Now a team of experts say the reason it was demoted in the first place isn't valid. And, you guessed it, they're calling for Pluto's planet title to be restated.
Pluto was officially declassified as a planet by the International Astronomical Union in August 2006, after the global group of astronomy experts updated the requirements of what makes a planet, adding a third criteria.
"A celestial body that (a) is in orbit around the Sun, (b) has sufficient mass for its self-gravity to overcome rigid body forces so that it assumes a hydrostatic equilibrium (nearly round) shape, and (c) has cleared the neighbourhood around its orbit."
That third criteria means an object has to be the dominant body in its orbital path with enough mass to either recruit or bump out any other space rocks in the area.
While Pluto ticked off the first two requirements for being a planet, it fell short of clearing its orbit, which it shares with a whole bunch of Kuiper belt bodies.
But a new study published on Wednesday claims that this last criterion isn't supported by the scientific literature.
After reviewing published research from the past 200 years, a team of researchers from the University of Central Florida found only one publication in 1802 that used the clearing-orbit requirement to classify planets. And that was based on reasoning that went on to be disproven.
"The IAU definition would say that the fundamental object of planetary science, the planet, is supposed to be a defined on the basis of a concept that nobody uses in their research," says first author Philip Metzger. "And it would leave out the second-most complex, interesting planet in our Solar System."
On top of that, the team found scientists have routinely called moons such as Saturn's Titan and Jupiter's Europa planets since the time of Galileo.
"We now have a list of well over 100 recent examples of planetary scientists using the word planet in a way that violates the IAU definition, but they are doing it because it's functionally useful," says Metzger.
"It's a sloppy definition ... They didn't say what they meant by clearing their orbit.

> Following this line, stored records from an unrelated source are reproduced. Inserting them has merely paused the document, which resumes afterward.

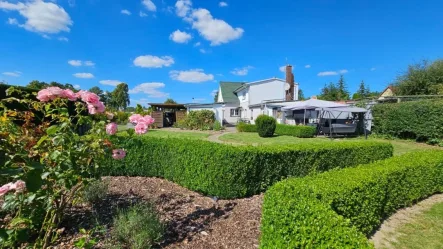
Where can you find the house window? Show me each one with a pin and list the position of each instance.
(235, 112)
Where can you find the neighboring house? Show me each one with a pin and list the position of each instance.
(246, 100)
(388, 92)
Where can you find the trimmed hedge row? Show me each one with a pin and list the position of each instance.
(420, 120)
(236, 171)
(338, 209)
(301, 131)
(243, 127)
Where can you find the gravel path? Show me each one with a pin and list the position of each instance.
(387, 232)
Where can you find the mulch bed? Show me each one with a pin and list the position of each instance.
(193, 220)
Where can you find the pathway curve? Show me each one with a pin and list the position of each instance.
(387, 232)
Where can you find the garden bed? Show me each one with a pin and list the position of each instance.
(193, 220)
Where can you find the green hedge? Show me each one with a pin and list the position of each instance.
(338, 209)
(296, 130)
(420, 120)
(236, 171)
(265, 125)
(243, 127)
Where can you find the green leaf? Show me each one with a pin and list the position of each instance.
(52, 130)
(33, 180)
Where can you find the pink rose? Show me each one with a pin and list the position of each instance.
(147, 119)
(141, 128)
(69, 94)
(135, 118)
(111, 128)
(109, 115)
(118, 154)
(6, 188)
(44, 95)
(19, 186)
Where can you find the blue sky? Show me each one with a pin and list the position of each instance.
(182, 49)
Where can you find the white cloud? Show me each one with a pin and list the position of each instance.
(180, 37)
(89, 63)
(183, 7)
(126, 12)
(41, 17)
(214, 30)
(12, 21)
(75, 63)
(149, 5)
(241, 71)
(84, 75)
(13, 74)
(152, 61)
(110, 82)
(332, 73)
(151, 89)
(191, 76)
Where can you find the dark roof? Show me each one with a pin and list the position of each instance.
(227, 89)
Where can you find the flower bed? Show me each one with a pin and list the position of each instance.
(338, 209)
(228, 171)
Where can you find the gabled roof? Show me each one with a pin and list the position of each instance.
(227, 91)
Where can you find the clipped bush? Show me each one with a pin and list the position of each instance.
(296, 130)
(420, 120)
(338, 209)
(236, 171)
(265, 125)
(198, 120)
(244, 127)
(138, 227)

If you take that literally, then there are no planets, because no planet clears its orbit."
Metzger says that when the IAU made the change in 2006 it was claimed that orbit-clearing was a standard definition used to distinguish asteroids from planets by scientists. But this review shows that isn't the case.
"We showed that this is a false historical claim," says co-author Kirby Runyon from Johns Hopkins University Applied Physics Laboratory. "It is therefore fallacious to apply the same reasoning to Pluto."
The team argues that a planet should be defined based on intrinsic properties, rather than ones that can change - such as the dynamics of its orbit.
"Dynamics are not constant, they are constantly changing," says Metzger. "So, they are not the fundamental description of a body, they are just the occupation of a body at a current era."
Instead, they recommend classifying a planet based simply on if its large enough that its gravity allows it to become spherical in shape.
"And that's not just an arbitrary definition," says Metzger. "It turns out this is an important milestone in the evolution of a planetary body, because apparently when it happens, it initiates active geology in the body."
For example, Pluto has an underground ocean, a multilayer atmosphere, organic compounds, evidence of ancient lakes and multiple moons, says Metzger.
But of course, this new paper isn't going to end the debate any time soon.
As astrophysicist and Forbes science columnist Ethan Siegel wrote last year, the problem is bigger than just whether or not Pluto clears its orbit, but where it's located in the Solar System:
"When it comes to planetary status, geophysics isn't enough. In astronomy, the three rules of real estate also apply: location, location, location."
"There's something very meaningful about our place in the Solar System that makes Earth a planet and Pluto not-a-planet. If we're being honest about our Solar System and the number of planets within it, there are very clearly eight objects that are different from all the others."
Still, as long as the debate continues, we will hold out hope. Watch this space, we're sure the other camp will publish a response soon.
The research has been published in the journal Icarus.